Before any modeling can begin, the sequences and segments with known 3D structures that are related to the sequence being modeled must be found. This can be achieved by the MODELLER SEQUENCE_SEARCH command. The search relies on a database of structures that are representative [Šali et al., 1995] of the whole Protein Data Bank (PDB) [Abola et al., 1987,Berman et al., 2000]. The PDB codes of these representative structures (about 3,000 codes) are listed in file modlib/CHAINS_3.0_40_XN.cod and their sequences are stored in file modlib/CHAINS_all.seq, which includes approximately 16,000 sequences for all the unique non-model chains in PDB longer than 25 amino acid residues. The representative structures are likely to have less than 40% sequence identity to each other and the length difference that is at least 30% of the shorter chain or 30 amino acid residues, whichever is smaller.
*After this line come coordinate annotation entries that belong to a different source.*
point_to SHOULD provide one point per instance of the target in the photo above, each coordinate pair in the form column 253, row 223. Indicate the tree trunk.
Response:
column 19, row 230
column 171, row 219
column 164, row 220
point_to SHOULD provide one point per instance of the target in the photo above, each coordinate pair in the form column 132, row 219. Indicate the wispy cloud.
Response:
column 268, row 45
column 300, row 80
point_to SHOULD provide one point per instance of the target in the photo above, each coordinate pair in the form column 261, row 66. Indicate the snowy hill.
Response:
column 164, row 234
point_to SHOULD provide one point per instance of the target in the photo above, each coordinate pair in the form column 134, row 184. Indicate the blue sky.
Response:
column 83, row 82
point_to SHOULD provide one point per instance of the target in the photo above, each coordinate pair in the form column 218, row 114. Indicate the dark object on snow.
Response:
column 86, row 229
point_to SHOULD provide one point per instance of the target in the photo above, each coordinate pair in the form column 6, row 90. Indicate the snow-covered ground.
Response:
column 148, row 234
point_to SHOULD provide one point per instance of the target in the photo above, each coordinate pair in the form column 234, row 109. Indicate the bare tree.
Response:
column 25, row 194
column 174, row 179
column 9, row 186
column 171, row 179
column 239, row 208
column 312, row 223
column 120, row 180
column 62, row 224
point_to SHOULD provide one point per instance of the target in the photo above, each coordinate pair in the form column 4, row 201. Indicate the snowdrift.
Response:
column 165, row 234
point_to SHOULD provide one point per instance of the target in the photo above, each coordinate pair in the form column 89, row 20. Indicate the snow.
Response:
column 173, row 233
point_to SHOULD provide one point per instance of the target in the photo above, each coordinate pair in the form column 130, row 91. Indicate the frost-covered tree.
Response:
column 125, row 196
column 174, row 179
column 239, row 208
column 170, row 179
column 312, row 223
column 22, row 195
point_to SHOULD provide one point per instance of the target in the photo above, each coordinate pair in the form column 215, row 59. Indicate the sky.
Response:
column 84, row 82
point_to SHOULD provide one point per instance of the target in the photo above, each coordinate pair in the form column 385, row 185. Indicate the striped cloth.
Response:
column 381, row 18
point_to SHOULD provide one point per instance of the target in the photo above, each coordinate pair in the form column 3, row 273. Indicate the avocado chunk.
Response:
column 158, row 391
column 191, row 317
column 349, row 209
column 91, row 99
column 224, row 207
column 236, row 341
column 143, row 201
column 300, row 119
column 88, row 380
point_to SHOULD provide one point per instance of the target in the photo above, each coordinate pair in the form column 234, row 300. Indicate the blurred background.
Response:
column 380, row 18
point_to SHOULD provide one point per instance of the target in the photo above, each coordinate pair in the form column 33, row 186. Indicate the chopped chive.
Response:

The codes of other known PDB structures related to the representative structures at 40% sequence identity are listed in file modlib/CHAINS_3.0_40_XN.grp. A sample TOP script for searching by SEQUENCE_SEARCH is in examples/all-steps/search.top. Sequences related to the target are identified by their Z-scores that are larger than 4 or 5 (log file column SIGNIF).
For more difficult modeling problems when SEQUENCE_SEARCH does not find any homologs, template matching or threading methods can be used. Widely used programs for threading include PROFIT[Flockner et al., 1995], THREADER[Jones et al., 1992], and the Web server of the David Eisenberg group at UCLA (http://www.mbi.ucla.edu/people/frsvr/frsvr).
It may be beneficial to identify related sequences without known 3D structures at this stage. This is most conveniently achieved by PSI-BLAST [Altschul et al., 1997]. Using as many sequences as possible may improve the quality of the alignment prepared in the next two stages.